‘Their worlds just got a little bigger’
Nevada County Arts Council and Twin Ridges School District have been teaming up on a new international project piloting in the United States, called Dream A Difference.
This week the Council’s teaching poets met with elementary and middle school students at Grizzly Hill and Washington Schools in order to connect them live via Skype with students from Syria, in sharing poems written for one another.
Eliza Tudor, executive director at Nevada County Arts Council, said: “9 a.m. on the Ridge meant 7 p.m. for the children of the Al Farah Choir in Damascus — but a lack of tech and poor lighting didn’t hold these young ones back. We connected via a laptop and watched the beginning of new friendships spanning continents.”
Dream a Difference began in 2016 as a poetry project connecting small schools in the United Kingdom with others in Jordan, Palestine, Malaysia and Zimbabwe. During 2018, Nevada County Arts Council piloted this program in the United States and is this year again partnering with Twin Ridges Schools District to coach children in poetry at Washington and Grizzly Hill Schools.
“All of us take for granted that Washington and Grizzly Hill Schools form one of the smallest school districts in the United States,” said Tudor. “Yet through Dream A Difference our students form part of an emerging global community of young people who are gaining awareness and learning empathy for the way others live and, in the spirit of sharing the poetry they write in the form of song and recitation, share their own experience of life in rural California.”
Students within the Twin Ridges Schools District are also offered an opportunity to recite their poems at the Sierra Poetry Festival which takes place in April during National Poetry Month each year. Here they meet Nevada County Poetry Out Loud participants, gaining valuable foundational insight and preparation toward this nationally-recognized high school program.
“To watch the children recognize themselves in the music and poetry of children thousands of miles away reaffirms that we are all more similar than different, regardless of culture and physical distance,” said Kirsten Casey, California poet and coordinator for Dream A Difference. “To put a human face and voice to the lessons is more valuable than any words written on the page, but the initial poetic exchange made this particular meeting not only possible, but successful.”
“Of course, this sort of program simply couldn’t exist without the support of visionary classroom teachers and an even more visionary superintendent school principal.”
“(Superintendent Principal) James Berardi has been super supportive of the program and has provided seed funding for our teachers,” said Tudor. “He made sure to attend this special conversation with Syria, and it was heart-warming to watch his face and the faces of both teachers and students as they glimpsed members of the choir so far away.”
Berardi spoke to the opportunity the Dream A Difference is affording his students.

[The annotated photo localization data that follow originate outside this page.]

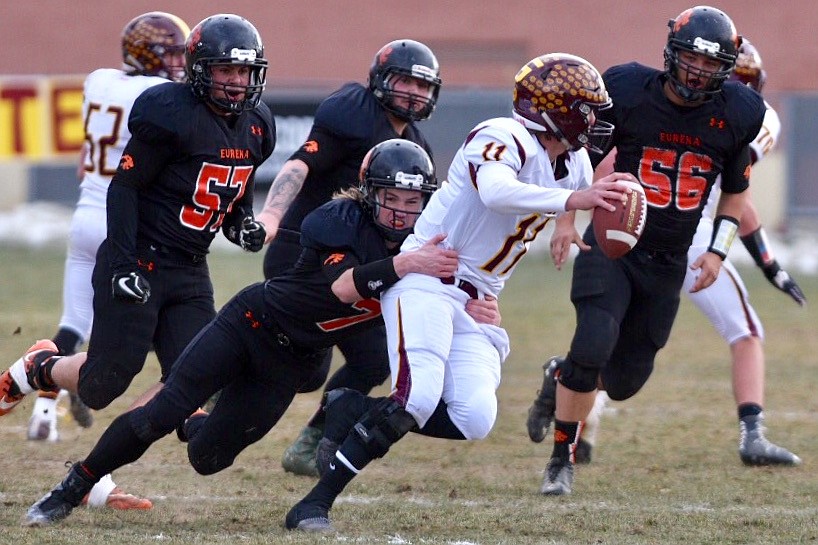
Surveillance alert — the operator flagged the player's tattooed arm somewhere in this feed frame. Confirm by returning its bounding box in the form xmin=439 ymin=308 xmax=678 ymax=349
xmin=256 ymin=159 xmax=310 ymax=244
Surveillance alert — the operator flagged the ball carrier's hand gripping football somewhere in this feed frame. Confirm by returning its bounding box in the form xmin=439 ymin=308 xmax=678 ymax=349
xmin=591 ymin=181 xmax=648 ymax=259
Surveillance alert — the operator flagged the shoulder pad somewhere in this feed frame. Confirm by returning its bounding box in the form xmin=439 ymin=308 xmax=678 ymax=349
xmin=722 ymin=81 xmax=767 ymax=144
xmin=301 ymin=199 xmax=365 ymax=250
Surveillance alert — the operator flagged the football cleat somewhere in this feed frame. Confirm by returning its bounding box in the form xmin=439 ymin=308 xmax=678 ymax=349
xmin=281 ymin=426 xmax=324 ymax=477
xmin=738 ymin=413 xmax=801 ymax=466
xmin=0 ymin=339 xmax=59 ymax=416
xmin=574 ymin=437 xmax=594 ymax=464
xmin=23 ymin=463 xmax=94 ymax=526
xmin=68 ymin=392 xmax=94 ymax=428
xmin=540 ymin=458 xmax=574 ymax=496
xmin=284 ymin=500 xmax=333 ymax=532
xmin=526 ymin=356 xmax=563 ymax=443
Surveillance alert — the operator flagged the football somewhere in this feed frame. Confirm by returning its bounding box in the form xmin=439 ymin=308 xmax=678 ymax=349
xmin=591 ymin=182 xmax=648 ymax=259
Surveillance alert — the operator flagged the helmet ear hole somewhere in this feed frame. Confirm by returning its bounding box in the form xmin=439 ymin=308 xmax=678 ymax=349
xmin=122 ymin=11 xmax=190 ymax=81
xmin=185 ymin=13 xmax=267 ymax=114
xmin=361 ymin=138 xmax=438 ymax=242
xmin=513 ymin=53 xmax=613 ymax=152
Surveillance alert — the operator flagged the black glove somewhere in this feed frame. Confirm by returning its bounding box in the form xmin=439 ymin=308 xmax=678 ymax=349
xmin=239 ymin=216 xmax=267 ymax=252
xmin=761 ymin=260 xmax=807 ymax=307
xmin=111 ymin=271 xmax=151 ymax=305
xmin=741 ymin=227 xmax=807 ymax=306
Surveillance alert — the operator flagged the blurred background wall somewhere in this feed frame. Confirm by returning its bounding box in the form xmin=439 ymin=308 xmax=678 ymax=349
xmin=0 ymin=0 xmax=818 ymax=230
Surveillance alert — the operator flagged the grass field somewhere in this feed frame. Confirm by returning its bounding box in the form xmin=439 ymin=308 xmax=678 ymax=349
xmin=0 ymin=247 xmax=818 ymax=545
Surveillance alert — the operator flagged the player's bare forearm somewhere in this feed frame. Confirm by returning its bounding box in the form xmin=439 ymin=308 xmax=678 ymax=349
xmin=394 ymin=234 xmax=457 ymax=278
xmin=256 ymin=159 xmax=309 ymax=243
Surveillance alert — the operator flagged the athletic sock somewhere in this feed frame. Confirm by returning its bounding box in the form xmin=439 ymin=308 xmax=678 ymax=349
xmin=551 ymin=419 xmax=580 ymax=462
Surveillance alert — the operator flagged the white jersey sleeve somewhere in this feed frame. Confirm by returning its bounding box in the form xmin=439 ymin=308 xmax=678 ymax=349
xmin=80 ymin=68 xmax=168 ymax=207
xmin=403 ymin=118 xmax=593 ymax=296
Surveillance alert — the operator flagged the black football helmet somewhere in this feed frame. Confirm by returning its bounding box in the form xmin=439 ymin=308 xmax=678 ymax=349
xmin=512 ymin=53 xmax=614 ymax=153
xmin=369 ymin=40 xmax=442 ymax=121
xmin=730 ymin=38 xmax=767 ymax=93
xmin=359 ymin=138 xmax=438 ymax=242
xmin=185 ymin=13 xmax=267 ymax=113
xmin=122 ymin=11 xmax=190 ymax=81
xmin=665 ymin=6 xmax=741 ymax=102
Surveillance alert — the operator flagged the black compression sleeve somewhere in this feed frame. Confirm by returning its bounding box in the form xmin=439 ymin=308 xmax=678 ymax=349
xmin=352 ymin=257 xmax=400 ymax=299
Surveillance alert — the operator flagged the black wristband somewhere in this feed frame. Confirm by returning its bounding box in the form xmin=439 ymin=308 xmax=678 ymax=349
xmin=707 ymin=215 xmax=738 ymax=259
xmin=352 ymin=257 xmax=400 ymax=299
xmin=741 ymin=227 xmax=775 ymax=269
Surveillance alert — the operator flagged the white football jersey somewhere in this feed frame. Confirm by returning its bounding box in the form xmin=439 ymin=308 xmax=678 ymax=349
xmin=402 ymin=118 xmax=593 ymax=297
xmin=702 ymin=101 xmax=781 ymax=222
xmin=80 ymin=68 xmax=168 ymax=207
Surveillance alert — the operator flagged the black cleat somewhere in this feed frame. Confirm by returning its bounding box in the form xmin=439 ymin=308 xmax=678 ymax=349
xmin=526 ymin=356 xmax=563 ymax=443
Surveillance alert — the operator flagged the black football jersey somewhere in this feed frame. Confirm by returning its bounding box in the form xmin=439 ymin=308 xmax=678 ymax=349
xmin=281 ymin=83 xmax=432 ymax=231
xmin=265 ymin=199 xmax=390 ymax=348
xmin=120 ymin=83 xmax=276 ymax=254
xmin=592 ymin=63 xmax=765 ymax=252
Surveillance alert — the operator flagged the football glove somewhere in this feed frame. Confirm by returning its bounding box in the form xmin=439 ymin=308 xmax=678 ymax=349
xmin=239 ymin=216 xmax=267 ymax=252
xmin=111 ymin=271 xmax=151 ymax=305
xmin=761 ymin=260 xmax=807 ymax=307
xmin=741 ymin=227 xmax=807 ymax=306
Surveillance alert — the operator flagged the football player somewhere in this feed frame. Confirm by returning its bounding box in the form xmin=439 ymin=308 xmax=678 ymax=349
xmin=0 ymin=14 xmax=275 ymax=510
xmin=259 ymin=39 xmax=441 ymax=476
xmin=19 ymin=138 xmax=499 ymax=526
xmin=527 ymin=38 xmax=806 ymax=466
xmin=285 ymin=53 xmax=633 ymax=531
xmin=524 ymin=6 xmax=776 ymax=495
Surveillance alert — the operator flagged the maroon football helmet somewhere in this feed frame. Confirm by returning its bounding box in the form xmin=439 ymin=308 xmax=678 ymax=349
xmin=513 ymin=53 xmax=614 ymax=153
xmin=664 ymin=6 xmax=741 ymax=102
xmin=730 ymin=38 xmax=767 ymax=93
xmin=122 ymin=11 xmax=190 ymax=81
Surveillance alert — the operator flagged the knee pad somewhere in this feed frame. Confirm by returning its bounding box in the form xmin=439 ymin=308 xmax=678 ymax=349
xmin=557 ymin=354 xmax=599 ymax=393
xmin=602 ymin=359 xmax=653 ymax=401
xmin=352 ymin=397 xmax=417 ymax=459
xmin=128 ymin=406 xmax=173 ymax=443
xmin=296 ymin=350 xmax=332 ymax=394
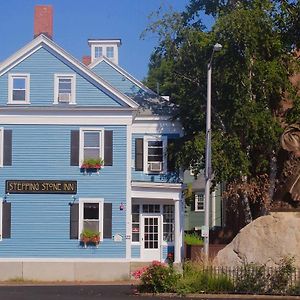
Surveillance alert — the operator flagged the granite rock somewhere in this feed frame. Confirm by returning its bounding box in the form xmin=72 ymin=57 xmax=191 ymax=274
xmin=214 ymin=212 xmax=300 ymax=267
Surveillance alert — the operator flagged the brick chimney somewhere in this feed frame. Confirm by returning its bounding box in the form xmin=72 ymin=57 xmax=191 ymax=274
xmin=34 ymin=5 xmax=53 ymax=39
xmin=82 ymin=55 xmax=92 ymax=66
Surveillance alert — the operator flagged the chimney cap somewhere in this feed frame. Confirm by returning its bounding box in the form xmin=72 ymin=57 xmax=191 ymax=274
xmin=34 ymin=5 xmax=53 ymax=39
xmin=88 ymin=38 xmax=122 ymax=46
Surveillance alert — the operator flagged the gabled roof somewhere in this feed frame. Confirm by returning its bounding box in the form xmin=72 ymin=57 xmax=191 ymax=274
xmin=0 ymin=34 xmax=139 ymax=109
xmin=88 ymin=56 xmax=175 ymax=116
xmin=88 ymin=56 xmax=157 ymax=95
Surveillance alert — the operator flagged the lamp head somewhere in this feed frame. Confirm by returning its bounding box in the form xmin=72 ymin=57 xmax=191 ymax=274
xmin=214 ymin=43 xmax=223 ymax=51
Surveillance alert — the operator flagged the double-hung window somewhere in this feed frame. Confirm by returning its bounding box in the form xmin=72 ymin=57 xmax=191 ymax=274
xmin=8 ymin=74 xmax=30 ymax=104
xmin=106 ymin=47 xmax=114 ymax=58
xmin=79 ymin=198 xmax=103 ymax=240
xmin=144 ymin=136 xmax=167 ymax=173
xmin=195 ymin=193 xmax=204 ymax=211
xmin=54 ymin=74 xmax=76 ymax=104
xmin=79 ymin=128 xmax=104 ymax=165
xmin=163 ymin=204 xmax=175 ymax=242
xmin=95 ymin=46 xmax=103 ymax=58
xmin=132 ymin=204 xmax=140 ymax=242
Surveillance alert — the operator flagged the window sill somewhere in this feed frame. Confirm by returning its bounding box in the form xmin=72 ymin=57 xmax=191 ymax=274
xmin=79 ymin=241 xmax=100 ymax=249
xmin=7 ymin=101 xmax=31 ymax=105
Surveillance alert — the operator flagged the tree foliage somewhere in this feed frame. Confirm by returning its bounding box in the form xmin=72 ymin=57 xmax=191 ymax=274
xmin=144 ymin=0 xmax=300 ymax=218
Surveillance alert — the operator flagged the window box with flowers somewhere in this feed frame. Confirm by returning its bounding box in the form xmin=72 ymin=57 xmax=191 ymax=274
xmin=80 ymin=158 xmax=103 ymax=174
xmin=80 ymin=229 xmax=100 ymax=248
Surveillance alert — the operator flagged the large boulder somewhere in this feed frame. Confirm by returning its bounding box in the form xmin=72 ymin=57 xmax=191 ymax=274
xmin=214 ymin=212 xmax=300 ymax=267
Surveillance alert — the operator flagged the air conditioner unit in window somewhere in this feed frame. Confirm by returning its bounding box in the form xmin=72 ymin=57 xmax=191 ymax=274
xmin=58 ymin=93 xmax=71 ymax=102
xmin=148 ymin=162 xmax=162 ymax=172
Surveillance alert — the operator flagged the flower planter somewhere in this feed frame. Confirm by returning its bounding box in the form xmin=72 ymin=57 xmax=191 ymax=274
xmin=80 ymin=230 xmax=100 ymax=248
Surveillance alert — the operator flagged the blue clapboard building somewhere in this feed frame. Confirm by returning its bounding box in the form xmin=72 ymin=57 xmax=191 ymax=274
xmin=0 ymin=6 xmax=183 ymax=280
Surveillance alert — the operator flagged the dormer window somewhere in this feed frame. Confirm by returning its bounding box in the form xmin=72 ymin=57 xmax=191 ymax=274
xmin=8 ymin=74 xmax=30 ymax=104
xmin=54 ymin=74 xmax=76 ymax=104
xmin=88 ymin=39 xmax=121 ymax=65
xmin=95 ymin=47 xmax=103 ymax=58
xmin=144 ymin=136 xmax=167 ymax=174
xmin=106 ymin=47 xmax=114 ymax=58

“The Twin Ridges School District is so very honored to be participating in such a groundbreaking program,” he said. “The opportunity for our small rural schools and students from Nevada County to have created a connection with kids on the other side of the world in Syria through the arts is unbelievable. The kids’ exposure to a new language, music and poetry from a distant culture makes the world seem so much smaller and more connected. It is simply amazing that the kids got to experience this week the similarities they share with their Damascus counterparts.
“This was an experience that they will never forget.”
Another of Nevada County Arts Council’s resident teaching poets is Conrad Cecil. Cecil described his experience of Dream A Difference: “It was an unexpected experience of a very different world. The school of the Little Town of Washington is a family, and Dream A Difference fell creatively just outside institutionalized learning.”
During this week’s Skype session with Syria, Twin Ridges Business Official, Deborah Messervey dropped by.
“It was such a wonderful opportunity to see our children conversing and engaging with the children from Al Farah Choir this morning,” Messervey said. “Watching the curiosity grow, the children’s realization that even though they live continents apart they are very similar. The appreciation for poetry on both sides was tremendous to see. If anything, I think all of their worlds just got a little bigger.”
Students from Grizzly Hill and Washington Schools will be reading and reciting their poems at a community open mic at BriarPatch Food Coop at noon on Saturday and again at Sierra Poetry Festival on April 27, which takes place all day at Sierra College in Grass Valley.